Para Bergerot, é importante divulgar informações sobre prevenção e tratamento da doença.

“A incidência do câncer de próstata é bastante alta, para homens com mais idade é o câncer mais incidente na população masculina”, afirma.

Ele esclarece que “dentro da saúde de jovens e adolescentes, o câncer mais comum é o de testículos, um câncer que, no geral, aparece a partir de sintomas diferentes do de próstata, em que o homem fica assintomático, principalmente nas fases iniciais, até ele se tornar avançado”, esclarece.

Autoexame

Segundo o médico, o câncer de testículos apresenta sintomas, por isso é importante promover o autoexame.

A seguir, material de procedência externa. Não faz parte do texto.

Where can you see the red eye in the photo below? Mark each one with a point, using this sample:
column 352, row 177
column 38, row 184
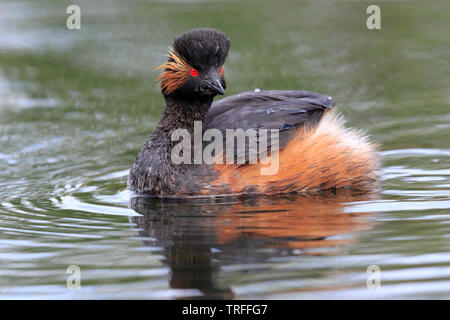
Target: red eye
column 193, row 72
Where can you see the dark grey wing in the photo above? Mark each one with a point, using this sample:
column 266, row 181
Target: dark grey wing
column 284, row 110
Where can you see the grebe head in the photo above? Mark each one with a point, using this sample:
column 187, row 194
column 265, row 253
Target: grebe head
column 195, row 66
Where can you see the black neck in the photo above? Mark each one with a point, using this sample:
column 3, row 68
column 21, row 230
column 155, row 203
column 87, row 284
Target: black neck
column 181, row 114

“Embora seja o câncer mais comum entre os homens jovens, na população, em geral, ele é incomum. Acho que não justificaria uma grande preocupação da comunidade como um todo, fazendo campanhas, é uma situação bastante rara. O câncer de próstata, no homem, é o mais comum”, completa o oncologista.

De acordo com o oncologista, é muito importante tratar a saúde do homem desde cedo.

“Por exemplo, as meninas, quando ficam adolescentes e passam para a vida adulta, precisam de uma rotina com o ginecologista”, explica.

Por isso, na sua opinião “talvez a questão do urologista em idade jovem não precise ser tão frequente, mas é necessário quebrar alguns tabus em relação ao autocuidado masculino”, comenta o médico, que sugere exame periódicos com intervalos de cinco anos.